There are references here. Prince Myshkin, of course, is the . . . see, I'm in the library, it's called "Library Days" because it was the only time in my life when I got paid to sit there and read. Prince Myshkin is the main character of Dostoevsky's The Idiot. Jane's Book of Fighting Ships, it's a book that lists war ships. And they bring it up to date, you can read about cruisers, battleships, whatever. Turgenev is here, Chekhov is here, War and Peace is here. But you've all read that.

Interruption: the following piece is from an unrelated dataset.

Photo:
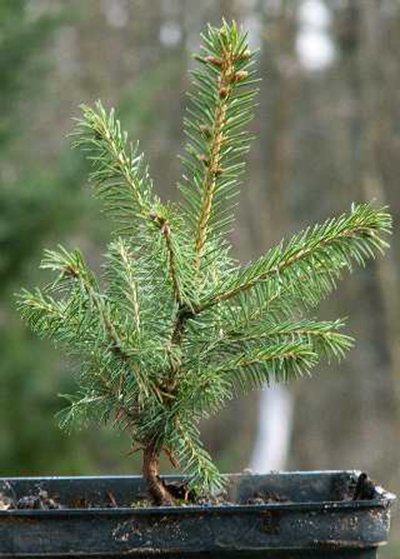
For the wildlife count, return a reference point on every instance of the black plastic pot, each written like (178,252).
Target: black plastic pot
(304,515)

["Library Days," by Philip Levine.]

This July I picked up the paper one day--it happened to be July 12--and I read that if he were still alive, it would be the hundredth birthday of Pablo Neruda. And I said, "Holy Cow!" because I was married on the fiftieth birthday of Pablo Neruda, and that day, I was married fifty years to my present wife. Nobody else. I was so stunned by this, by what a great day it was for poetry. My modesty just fled. There I was, Pablo and I. So I wrote a poem about it called "I Was Married on the 50th Birthday of Pablo Neruda."

["I Was Married on the Fiftieth Birthday of Pablo Neruda," by Philip Levine.]

I always like to read the last poem I wrote, no matter how good, bad, or indifferent it is. [Jacques] Prevert is a French poet, he's mentioned in here. Miguel Hernández is a great Spanish poet. [Henri] Michaux is another French poet. You know what a Lacoste is, it's one of those shirts with the little alligators on it. David Baer is my cousin, now dead. His name was David Baer Prishkolnik. He was my father's younger brother's son. He lived in Nimes, southern France. He was essentially a peddler. It's called "The French Have a Word for It." Oh, Alicante is a city in southeastern Spain. [It] once was a real working city; it's now largely a resort for the English and the Dutch.